在本发明之前，目前常用的分形维方法有盒维，关联维和Katz维方法等。对于盒维来说，由于随着系统维数的增加，需要的盒子数量指数增加，需要用于计算的数据长度也相应增加，使得高维系统的收敛非常困难。而关联维严重依赖于两个参数：最小延迟时间和最小嵌入维。如果最小延迟时间太大，达到吸引子的大小，则所有矢量都是相关的，太小则计算出的相关维就是噪声的相关维。对于AE信号而言，由于每帧的最小延迟时间各不相同，因此每一帧都必须计算其最小延迟时间才能计算出准确的关联维，计算量非常大。Katz维不需要计算极限，对参数依赖性也不强，而且在抗噪声能力上优于其他算法，但Katz维存在着精度不高的缺点。Before the present invention, currently commonly used fractal dimension methods include box dimension, correlation dimension and Katz dimension methods. For the box dimension, as the dimension of the system increases, the number of boxes required increases exponentially, and the length of data required for calculation also increases accordingly, making the convergence of high-dimensional systems very difficult. Whereas the associative dimension heavily depends on two parameters: minimum latency and minimum embedding dimension. If the minimum delay time is too large to reach the size of the attractor, all vectors are correlated, and if it is too small, the calculated correlation dimension is the correlation dimension of noise. For the AE signal, since the minimum delay time of each frame is different, the minimum delay time must be calculated for each frame to calculate the accurate correlation dimension, and the amount of calculation is very large. Katz dimension does not require calculation limits, is not strongly dependent on parameters, and is superior to other algorithms in anti-noise ability, but Katz dimension has the disadvantage of low precision.
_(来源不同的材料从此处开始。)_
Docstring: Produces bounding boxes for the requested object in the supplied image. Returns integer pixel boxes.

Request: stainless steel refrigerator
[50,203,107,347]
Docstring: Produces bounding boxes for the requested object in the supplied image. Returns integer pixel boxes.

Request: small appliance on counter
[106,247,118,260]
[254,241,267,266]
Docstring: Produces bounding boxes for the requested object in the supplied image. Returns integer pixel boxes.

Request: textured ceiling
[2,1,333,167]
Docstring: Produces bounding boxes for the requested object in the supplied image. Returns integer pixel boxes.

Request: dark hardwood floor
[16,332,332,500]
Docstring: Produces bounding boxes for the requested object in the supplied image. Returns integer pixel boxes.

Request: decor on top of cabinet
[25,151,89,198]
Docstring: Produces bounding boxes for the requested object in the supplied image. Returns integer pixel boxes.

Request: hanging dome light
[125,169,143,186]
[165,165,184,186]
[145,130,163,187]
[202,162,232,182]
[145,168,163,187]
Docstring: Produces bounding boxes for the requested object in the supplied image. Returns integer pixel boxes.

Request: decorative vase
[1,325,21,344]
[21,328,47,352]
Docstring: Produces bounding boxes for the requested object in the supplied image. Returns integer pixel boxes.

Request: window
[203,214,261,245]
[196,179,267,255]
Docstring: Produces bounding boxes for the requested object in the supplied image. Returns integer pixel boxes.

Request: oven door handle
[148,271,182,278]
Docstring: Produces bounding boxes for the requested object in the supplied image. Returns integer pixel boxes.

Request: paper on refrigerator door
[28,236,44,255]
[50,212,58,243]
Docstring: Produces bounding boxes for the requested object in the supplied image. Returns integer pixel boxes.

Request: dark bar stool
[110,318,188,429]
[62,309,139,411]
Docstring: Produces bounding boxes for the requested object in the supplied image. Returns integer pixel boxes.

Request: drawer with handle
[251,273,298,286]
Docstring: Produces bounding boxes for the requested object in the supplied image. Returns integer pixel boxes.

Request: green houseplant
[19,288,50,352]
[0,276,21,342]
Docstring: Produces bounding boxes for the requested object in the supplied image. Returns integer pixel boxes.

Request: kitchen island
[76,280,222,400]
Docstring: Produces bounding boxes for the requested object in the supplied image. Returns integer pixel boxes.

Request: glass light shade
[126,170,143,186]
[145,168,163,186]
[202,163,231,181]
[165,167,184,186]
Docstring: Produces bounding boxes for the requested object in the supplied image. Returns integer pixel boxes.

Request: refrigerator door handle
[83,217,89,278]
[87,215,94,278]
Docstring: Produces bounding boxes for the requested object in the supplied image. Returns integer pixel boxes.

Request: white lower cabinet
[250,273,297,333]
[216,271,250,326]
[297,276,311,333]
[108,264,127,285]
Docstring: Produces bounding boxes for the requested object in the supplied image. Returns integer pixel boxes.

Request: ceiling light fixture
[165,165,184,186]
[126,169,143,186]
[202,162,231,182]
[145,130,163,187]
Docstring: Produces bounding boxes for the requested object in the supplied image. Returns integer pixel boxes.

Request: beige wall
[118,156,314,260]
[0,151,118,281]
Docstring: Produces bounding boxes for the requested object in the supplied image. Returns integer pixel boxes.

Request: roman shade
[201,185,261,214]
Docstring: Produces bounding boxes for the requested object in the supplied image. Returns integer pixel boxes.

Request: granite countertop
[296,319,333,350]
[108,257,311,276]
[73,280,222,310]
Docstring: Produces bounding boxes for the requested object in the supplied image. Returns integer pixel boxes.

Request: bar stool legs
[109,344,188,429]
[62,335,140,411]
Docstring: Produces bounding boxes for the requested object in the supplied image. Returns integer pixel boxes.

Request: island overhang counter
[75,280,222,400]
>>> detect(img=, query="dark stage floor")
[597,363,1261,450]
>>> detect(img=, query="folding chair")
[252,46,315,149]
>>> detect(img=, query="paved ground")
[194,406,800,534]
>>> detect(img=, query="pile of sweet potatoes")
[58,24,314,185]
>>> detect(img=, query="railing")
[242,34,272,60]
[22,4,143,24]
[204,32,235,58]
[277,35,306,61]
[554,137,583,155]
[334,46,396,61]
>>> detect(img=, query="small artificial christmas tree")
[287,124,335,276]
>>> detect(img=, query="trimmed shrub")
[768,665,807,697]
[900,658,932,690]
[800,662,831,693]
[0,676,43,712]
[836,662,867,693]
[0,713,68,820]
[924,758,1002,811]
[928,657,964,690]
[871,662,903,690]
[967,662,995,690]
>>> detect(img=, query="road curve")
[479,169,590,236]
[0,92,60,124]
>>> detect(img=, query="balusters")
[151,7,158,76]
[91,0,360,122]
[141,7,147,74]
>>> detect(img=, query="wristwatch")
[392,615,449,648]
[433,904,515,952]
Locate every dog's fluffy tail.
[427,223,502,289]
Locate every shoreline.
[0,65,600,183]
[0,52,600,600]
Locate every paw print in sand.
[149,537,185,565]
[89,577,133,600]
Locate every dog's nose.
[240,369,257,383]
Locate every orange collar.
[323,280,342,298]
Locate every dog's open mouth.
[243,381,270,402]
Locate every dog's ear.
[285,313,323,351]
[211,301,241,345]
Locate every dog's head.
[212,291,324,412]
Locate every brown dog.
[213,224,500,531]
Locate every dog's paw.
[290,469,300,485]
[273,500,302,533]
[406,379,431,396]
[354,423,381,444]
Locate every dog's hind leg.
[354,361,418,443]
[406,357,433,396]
发明内容Contents of the invention

本发明的目的就在于解决上述现有技术的缺陷，从分形维的定义出发，以降低计算量和提高精度为目的，设计出了一种基于波形长度的分形维计算方法——波长对数法。The purpose of the present invention is to solve the defects of the above-mentioned prior art. Starting from the definition of fractal dimension, with the purpose of reducing the amount of calculation and improving the accuracy, a fractal dimension calculation method based on the waveform length - wavelength logarithm method is designed. .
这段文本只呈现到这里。